Describe what a semi-log plot showing the effect of an increasing dose of metacholine on airways resistance, would look like. How would you label the axes? In the classroom, draw a labelled semi-log plot.
CASE 1
The semi-log plot would have methacholine concentration on the x-axis and resistance on the y-axis. It would have a sigmoidal appearance
What would you predict that prior administration of a muscarinic antagonist would do to the position of this semi-log plot and why?
CASE 1
Depending on the relative concentrations and change in resistance we are looking for, it should prevent the increase in resistance since it would physically occupy the muscarinic receptors and hence block the constrictor actions of acetylcholine on the airway smooth muscle. If we gave a high enough dose of metacholine, we could overcome the blockade but clinically, we have no clinical reason for making it harder for someone to breath.
What side effects might Mr MacKenzie experience after treatment with an oral muscarinic antagonist?
CASE 1
Main ANS effects:
- tachycardia
- relaxation of smooth muscle (gut, bronchi, biliary tract, bladder)

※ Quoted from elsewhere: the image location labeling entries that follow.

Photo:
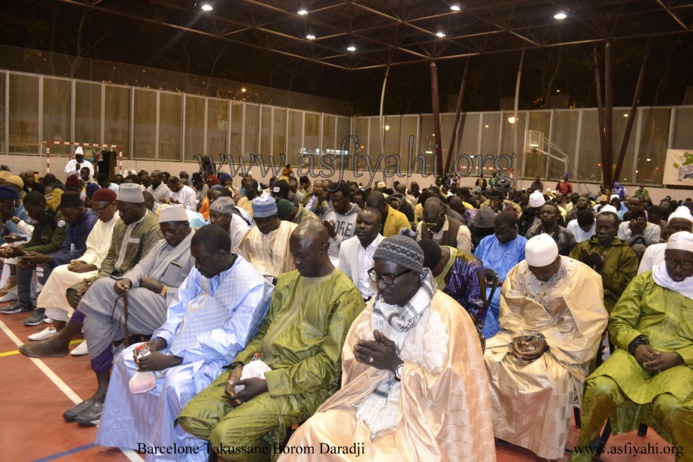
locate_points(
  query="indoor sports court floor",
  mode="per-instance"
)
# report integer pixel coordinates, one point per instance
(37, 391)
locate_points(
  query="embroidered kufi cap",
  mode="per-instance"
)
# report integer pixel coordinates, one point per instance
(541, 251)
(402, 250)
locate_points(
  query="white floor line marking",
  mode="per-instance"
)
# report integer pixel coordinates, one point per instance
(129, 453)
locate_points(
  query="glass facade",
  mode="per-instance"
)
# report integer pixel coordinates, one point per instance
(167, 126)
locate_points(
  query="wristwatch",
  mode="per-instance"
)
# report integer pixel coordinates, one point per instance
(398, 372)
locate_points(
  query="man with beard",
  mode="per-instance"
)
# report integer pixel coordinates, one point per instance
(356, 253)
(548, 215)
(648, 378)
(609, 256)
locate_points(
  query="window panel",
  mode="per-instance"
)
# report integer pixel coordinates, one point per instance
(252, 129)
(295, 141)
(194, 126)
(57, 113)
(217, 127)
(117, 117)
(652, 151)
(170, 107)
(144, 134)
(24, 114)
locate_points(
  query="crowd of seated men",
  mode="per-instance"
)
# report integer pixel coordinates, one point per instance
(307, 320)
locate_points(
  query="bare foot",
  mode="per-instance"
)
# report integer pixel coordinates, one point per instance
(47, 349)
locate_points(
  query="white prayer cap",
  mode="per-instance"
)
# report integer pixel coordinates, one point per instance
(223, 205)
(130, 192)
(263, 206)
(608, 208)
(682, 212)
(541, 251)
(175, 212)
(683, 240)
(536, 199)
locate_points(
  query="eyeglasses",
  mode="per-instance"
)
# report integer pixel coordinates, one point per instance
(388, 279)
(672, 263)
(432, 225)
(102, 208)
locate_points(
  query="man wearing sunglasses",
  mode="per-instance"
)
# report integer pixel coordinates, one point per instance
(411, 349)
(648, 378)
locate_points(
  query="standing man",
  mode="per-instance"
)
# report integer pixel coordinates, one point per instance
(74, 166)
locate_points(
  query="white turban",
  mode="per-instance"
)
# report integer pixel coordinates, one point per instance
(541, 251)
(682, 212)
(682, 240)
(174, 212)
(536, 199)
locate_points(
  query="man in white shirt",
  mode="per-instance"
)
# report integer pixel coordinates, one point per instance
(340, 221)
(157, 188)
(181, 194)
(74, 166)
(680, 220)
(441, 228)
(221, 213)
(356, 253)
(638, 227)
(584, 226)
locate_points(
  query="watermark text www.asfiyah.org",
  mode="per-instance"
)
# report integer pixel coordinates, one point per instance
(362, 166)
(353, 450)
(631, 449)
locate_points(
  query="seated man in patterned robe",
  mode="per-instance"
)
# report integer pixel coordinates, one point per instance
(413, 385)
(648, 378)
(300, 340)
(552, 317)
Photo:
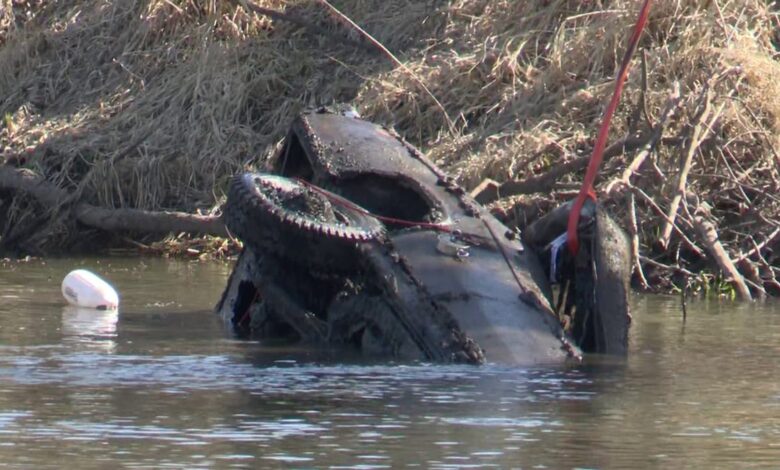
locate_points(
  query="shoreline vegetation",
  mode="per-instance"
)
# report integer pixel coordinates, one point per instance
(114, 113)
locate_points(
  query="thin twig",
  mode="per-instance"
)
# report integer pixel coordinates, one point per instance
(296, 20)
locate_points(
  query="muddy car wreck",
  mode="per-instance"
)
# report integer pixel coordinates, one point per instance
(355, 238)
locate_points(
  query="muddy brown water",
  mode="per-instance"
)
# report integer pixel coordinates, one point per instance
(163, 385)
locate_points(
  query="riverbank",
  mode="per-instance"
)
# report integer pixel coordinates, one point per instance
(176, 97)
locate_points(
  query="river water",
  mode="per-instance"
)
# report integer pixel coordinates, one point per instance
(163, 385)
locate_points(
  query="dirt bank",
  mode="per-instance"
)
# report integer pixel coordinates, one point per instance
(153, 104)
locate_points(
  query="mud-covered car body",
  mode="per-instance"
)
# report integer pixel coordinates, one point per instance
(443, 280)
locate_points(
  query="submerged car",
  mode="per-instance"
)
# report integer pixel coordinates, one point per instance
(355, 238)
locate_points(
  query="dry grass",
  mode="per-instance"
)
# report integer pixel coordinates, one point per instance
(154, 103)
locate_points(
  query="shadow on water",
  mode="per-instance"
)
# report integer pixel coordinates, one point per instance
(163, 384)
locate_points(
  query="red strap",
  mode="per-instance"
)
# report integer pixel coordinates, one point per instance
(586, 191)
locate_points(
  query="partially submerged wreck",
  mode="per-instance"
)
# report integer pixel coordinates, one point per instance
(355, 238)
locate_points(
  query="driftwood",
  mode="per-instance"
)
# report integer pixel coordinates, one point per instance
(487, 192)
(132, 220)
(709, 236)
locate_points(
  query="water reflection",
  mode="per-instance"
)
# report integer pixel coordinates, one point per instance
(163, 385)
(90, 327)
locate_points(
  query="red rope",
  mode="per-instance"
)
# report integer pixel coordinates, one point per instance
(354, 207)
(586, 191)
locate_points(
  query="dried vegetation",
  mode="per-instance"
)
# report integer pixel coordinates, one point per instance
(153, 104)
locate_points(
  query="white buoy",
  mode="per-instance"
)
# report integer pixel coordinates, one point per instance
(83, 288)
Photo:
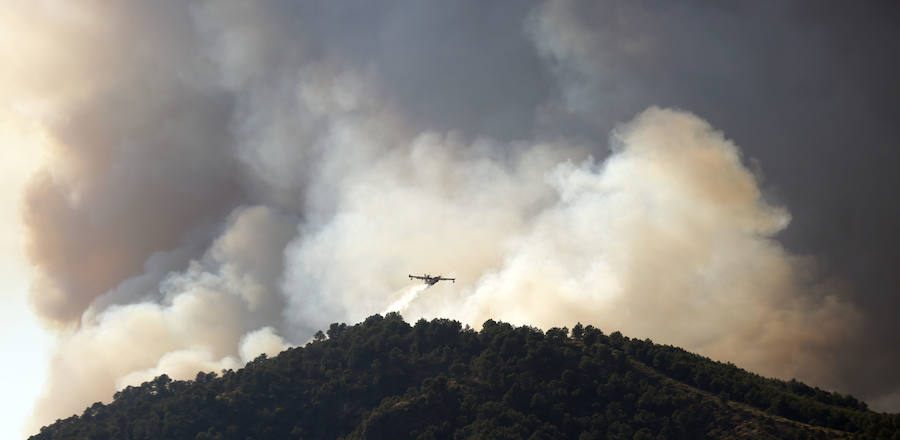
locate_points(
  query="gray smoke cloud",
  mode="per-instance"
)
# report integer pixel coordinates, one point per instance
(230, 177)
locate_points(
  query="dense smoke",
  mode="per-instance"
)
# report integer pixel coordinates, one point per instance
(229, 178)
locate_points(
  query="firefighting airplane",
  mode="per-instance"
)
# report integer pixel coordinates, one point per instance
(430, 280)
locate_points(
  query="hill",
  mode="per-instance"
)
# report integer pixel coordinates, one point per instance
(384, 378)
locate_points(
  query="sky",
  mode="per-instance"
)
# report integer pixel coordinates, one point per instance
(191, 184)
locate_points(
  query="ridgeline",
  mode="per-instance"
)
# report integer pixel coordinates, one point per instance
(386, 379)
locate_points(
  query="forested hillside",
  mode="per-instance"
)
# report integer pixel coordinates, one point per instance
(384, 378)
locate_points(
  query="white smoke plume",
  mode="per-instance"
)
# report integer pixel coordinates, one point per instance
(265, 182)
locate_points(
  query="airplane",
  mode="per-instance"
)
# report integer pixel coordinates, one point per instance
(430, 280)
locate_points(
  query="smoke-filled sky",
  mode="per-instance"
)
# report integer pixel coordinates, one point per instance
(212, 180)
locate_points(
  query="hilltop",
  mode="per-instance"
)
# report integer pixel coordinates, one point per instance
(385, 378)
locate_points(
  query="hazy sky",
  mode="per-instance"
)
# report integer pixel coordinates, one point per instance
(190, 184)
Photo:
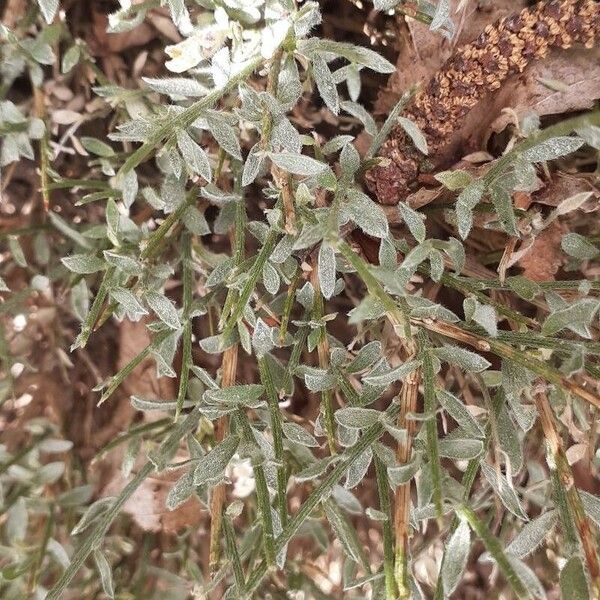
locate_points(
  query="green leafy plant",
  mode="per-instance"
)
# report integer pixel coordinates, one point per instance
(247, 254)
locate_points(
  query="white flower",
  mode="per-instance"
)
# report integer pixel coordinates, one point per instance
(242, 475)
(221, 67)
(185, 55)
(202, 45)
(273, 36)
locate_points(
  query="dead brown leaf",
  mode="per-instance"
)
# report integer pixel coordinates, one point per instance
(545, 256)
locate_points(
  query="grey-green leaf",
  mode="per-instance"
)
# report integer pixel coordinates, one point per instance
(213, 465)
(105, 571)
(358, 418)
(455, 557)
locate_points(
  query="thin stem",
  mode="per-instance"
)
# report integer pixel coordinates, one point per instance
(396, 316)
(95, 310)
(117, 379)
(229, 370)
(188, 290)
(557, 461)
(188, 116)
(493, 546)
(323, 352)
(320, 493)
(228, 378)
(277, 431)
(262, 492)
(92, 540)
(408, 404)
(383, 489)
(233, 553)
(430, 405)
(390, 122)
(250, 284)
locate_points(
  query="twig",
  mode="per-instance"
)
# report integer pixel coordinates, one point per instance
(557, 461)
(408, 404)
(323, 352)
(229, 370)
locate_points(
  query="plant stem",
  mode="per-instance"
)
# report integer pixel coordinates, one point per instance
(262, 491)
(320, 493)
(229, 370)
(485, 344)
(383, 489)
(323, 352)
(232, 550)
(408, 404)
(250, 284)
(557, 461)
(277, 431)
(228, 377)
(494, 547)
(429, 407)
(188, 116)
(92, 540)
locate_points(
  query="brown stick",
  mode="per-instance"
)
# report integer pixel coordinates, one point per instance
(229, 367)
(408, 404)
(475, 70)
(557, 460)
(506, 351)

- inhibition of secretions (salivary, lacrimal, bronchial, sweat, gastric acid)
Main CNS effects:
depends on drug
- atropine is excitatory
- hyoscine causes sedation in low doses
- anti-emetic
- anti-extrapyramidal
- so useful in Parkinson’s disease)
This range of side effects would severely limit the therapeutic value of a muscarinic antagonist. How have these problems been overcome to produce a therapeutically useful drug?
CASE 1
Administer drug topically to reduce dose required and the drugs used such as Ipratropium bromide do not readily cross into the bloodstream.
CASE 2, PART 1
Gemma suffers from mild asthma. One of her friends who is a medical student told her that histamine can exacerbate asthma, so she purchased a course of over the counter antihistamine tablets in the hope that it would prevent her asthma symptoms. However, it didn’t work.

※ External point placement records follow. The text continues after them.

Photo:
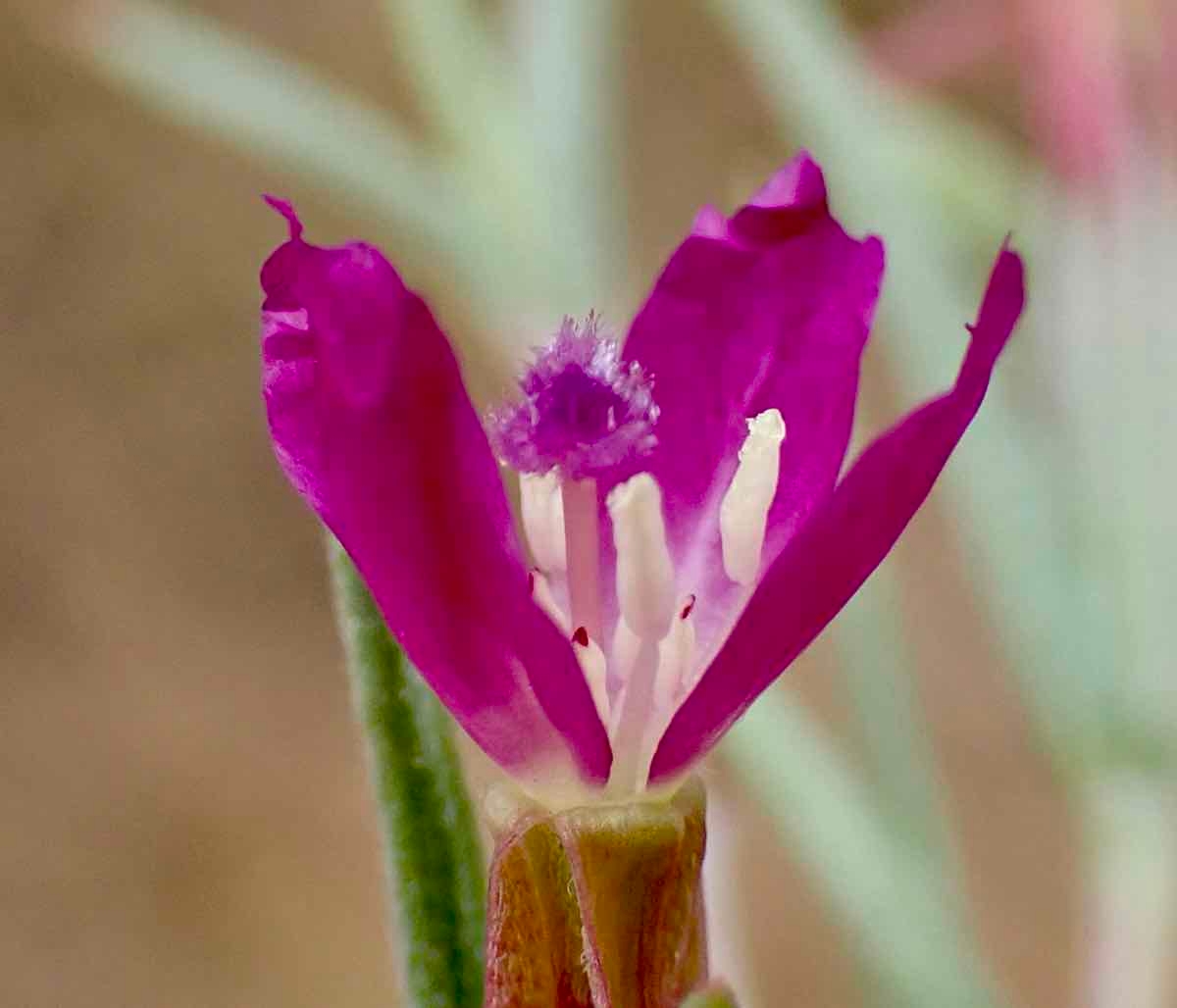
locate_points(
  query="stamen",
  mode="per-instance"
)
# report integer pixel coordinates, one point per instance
(744, 512)
(645, 576)
(542, 519)
(675, 654)
(583, 553)
(592, 665)
(631, 723)
(541, 594)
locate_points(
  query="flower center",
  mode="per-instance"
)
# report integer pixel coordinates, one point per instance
(583, 412)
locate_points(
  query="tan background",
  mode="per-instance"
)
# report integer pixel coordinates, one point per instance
(183, 818)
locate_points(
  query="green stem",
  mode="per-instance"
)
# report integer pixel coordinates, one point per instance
(431, 841)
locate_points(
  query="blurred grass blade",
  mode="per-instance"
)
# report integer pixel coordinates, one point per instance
(712, 997)
(1130, 824)
(888, 159)
(571, 72)
(462, 76)
(907, 940)
(192, 69)
(874, 659)
(197, 72)
(431, 837)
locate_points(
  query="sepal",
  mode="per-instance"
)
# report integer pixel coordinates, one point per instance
(598, 906)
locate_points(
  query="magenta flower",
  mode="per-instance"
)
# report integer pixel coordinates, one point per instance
(688, 530)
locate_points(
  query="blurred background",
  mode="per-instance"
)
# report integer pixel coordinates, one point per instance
(963, 794)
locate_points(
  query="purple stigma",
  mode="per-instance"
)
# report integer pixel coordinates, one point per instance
(583, 410)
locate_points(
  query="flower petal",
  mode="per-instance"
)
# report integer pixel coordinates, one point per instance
(768, 310)
(844, 540)
(374, 426)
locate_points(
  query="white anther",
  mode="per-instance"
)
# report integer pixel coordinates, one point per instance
(645, 576)
(744, 512)
(541, 594)
(592, 665)
(542, 519)
(675, 654)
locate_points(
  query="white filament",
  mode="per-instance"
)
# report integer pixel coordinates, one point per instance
(676, 652)
(744, 512)
(542, 596)
(645, 576)
(592, 665)
(541, 507)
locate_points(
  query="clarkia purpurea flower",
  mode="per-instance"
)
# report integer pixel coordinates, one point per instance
(681, 496)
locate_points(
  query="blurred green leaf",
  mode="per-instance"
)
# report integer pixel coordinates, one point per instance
(195, 71)
(571, 71)
(906, 936)
(874, 659)
(711, 997)
(890, 158)
(430, 830)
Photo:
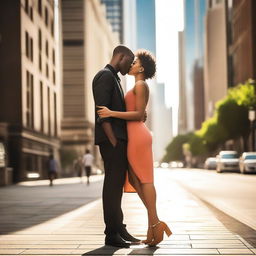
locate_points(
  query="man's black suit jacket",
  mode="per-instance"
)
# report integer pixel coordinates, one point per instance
(107, 91)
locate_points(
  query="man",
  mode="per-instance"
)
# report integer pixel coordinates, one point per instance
(88, 161)
(52, 169)
(111, 136)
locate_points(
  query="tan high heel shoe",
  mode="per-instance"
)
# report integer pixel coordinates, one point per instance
(149, 236)
(158, 232)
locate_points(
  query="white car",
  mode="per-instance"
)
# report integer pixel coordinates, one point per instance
(248, 162)
(210, 163)
(227, 161)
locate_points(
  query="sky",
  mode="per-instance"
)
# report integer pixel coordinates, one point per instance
(169, 21)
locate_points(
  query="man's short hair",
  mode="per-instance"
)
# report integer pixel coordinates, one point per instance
(123, 50)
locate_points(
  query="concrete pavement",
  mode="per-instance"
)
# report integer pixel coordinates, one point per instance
(233, 193)
(77, 230)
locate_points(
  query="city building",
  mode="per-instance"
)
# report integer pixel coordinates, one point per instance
(30, 85)
(114, 14)
(130, 24)
(162, 123)
(242, 43)
(194, 13)
(216, 55)
(88, 43)
(182, 120)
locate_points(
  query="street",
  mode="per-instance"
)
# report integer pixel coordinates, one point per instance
(233, 193)
(66, 219)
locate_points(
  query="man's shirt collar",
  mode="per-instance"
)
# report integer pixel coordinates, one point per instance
(113, 71)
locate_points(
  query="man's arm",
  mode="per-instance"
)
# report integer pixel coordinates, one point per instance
(106, 126)
(102, 92)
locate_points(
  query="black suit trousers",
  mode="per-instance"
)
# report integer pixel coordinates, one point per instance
(115, 165)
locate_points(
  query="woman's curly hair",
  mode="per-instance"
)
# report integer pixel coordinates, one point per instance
(148, 63)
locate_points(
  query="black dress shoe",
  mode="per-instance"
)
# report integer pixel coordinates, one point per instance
(117, 241)
(128, 237)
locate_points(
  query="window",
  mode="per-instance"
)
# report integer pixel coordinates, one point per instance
(47, 48)
(30, 100)
(49, 111)
(42, 106)
(27, 6)
(53, 77)
(40, 61)
(55, 114)
(52, 27)
(40, 7)
(29, 46)
(47, 70)
(31, 49)
(40, 39)
(53, 56)
(31, 12)
(46, 16)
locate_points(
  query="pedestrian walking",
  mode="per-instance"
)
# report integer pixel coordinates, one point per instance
(139, 147)
(52, 169)
(88, 163)
(78, 168)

Why did the anti-histamines not work?
CASE 2
Histamine is only one of many bronchoconstrictors in the airways – the percentage contribution of histamine to the overall bronchoconstriction is too small for its blockade to give a clinically useful bronchodilator effect.
What other endogenous mediators may contribute to the bronchoconstriction observed in patients with asthma?
CASE 2
Prostanoids, leukotrienes, bradykinin are examples covered elsewhere in the curriculum.